13. No Waiver. Any waiver of any provision of this Agreement must be in a writing signed by the parties. No delay, waiver or omission by a party to exercise any right arising from breach of this Agreement by the other party will be construed to be a waiver of any other or any subsequent breach.

14. Governing Law; Venue. This Agreement, and any disputes arising under this Agreement, will be governed by and construed in accordance with the laws of the State of Washington, without giving effect to its conflict of laws principles. Venue for any dispute arising under this Agreement will lie exclusively in the state or federal courts located in King County, Washington, and each party irrevocably waives any right to raise any argument that such courts are not the proper venue and irrevocably consents to personal jurisdiction of such courts.

15. Headings. Headings used in this Agreement have been included for convenience and ease of reference only, and will not in any manner influence the construction or interpretation of any provision of this Agreement.

16. Independent Contractors. The relationship between Porch and Buyer is that of independent contractors. Nothing in this Agreement will be deemed to constitute or create partnership, joint venture, employer/employee, principal-and-agent, or any similar relationship.

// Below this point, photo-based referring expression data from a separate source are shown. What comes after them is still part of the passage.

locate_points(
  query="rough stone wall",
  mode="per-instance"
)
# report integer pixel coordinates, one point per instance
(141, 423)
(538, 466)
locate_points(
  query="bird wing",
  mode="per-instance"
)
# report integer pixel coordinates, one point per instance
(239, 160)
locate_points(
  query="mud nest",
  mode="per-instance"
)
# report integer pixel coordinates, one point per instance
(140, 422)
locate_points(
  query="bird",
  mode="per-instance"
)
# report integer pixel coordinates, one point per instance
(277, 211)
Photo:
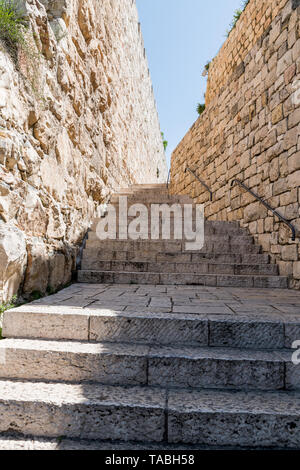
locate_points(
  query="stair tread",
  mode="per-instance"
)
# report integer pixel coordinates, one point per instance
(144, 350)
(90, 394)
(179, 400)
(238, 276)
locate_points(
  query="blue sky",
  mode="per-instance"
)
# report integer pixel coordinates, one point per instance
(180, 37)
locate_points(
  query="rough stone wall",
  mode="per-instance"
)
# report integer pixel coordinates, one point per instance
(250, 130)
(252, 25)
(78, 121)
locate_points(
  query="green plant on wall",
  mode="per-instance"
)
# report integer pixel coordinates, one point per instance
(7, 306)
(200, 108)
(236, 17)
(13, 25)
(165, 142)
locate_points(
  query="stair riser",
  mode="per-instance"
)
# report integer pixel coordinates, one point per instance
(146, 424)
(239, 240)
(173, 329)
(116, 369)
(202, 268)
(174, 257)
(169, 247)
(234, 429)
(83, 420)
(208, 229)
(98, 277)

17. Porch Terms of Use and Privacy Policy. Buyer is subject to and shall comply with the terms and conditions of Porch’s Terms of Use located at https://porch.com/about/terms/ and Porch’s Privacy Policy located at https://porch.com/about/privacy. In the event of any conflict between the Terms of Use or Privacy Policy and this Agreement, this Agreement will control. 

18. Changes to Terms. Porch may modify this Agreement at any time by posting a revised version. Any changes to this Agreement will be effective immediately upon posting. Buyer should review this Agreement periodically as its continued purchase of Leads after such changes will constitute acceptance of, and agreement to, such changes. Buyer waives any right to receive specific notice of such changes.

19. Entire Agreement; Modifications. This Agreement is the entire, complete and final agreement between the parties and supersedes all prior and contemporaneous agreements. No amendment to this Agreement will be valid unless made in writing and signed by both parties.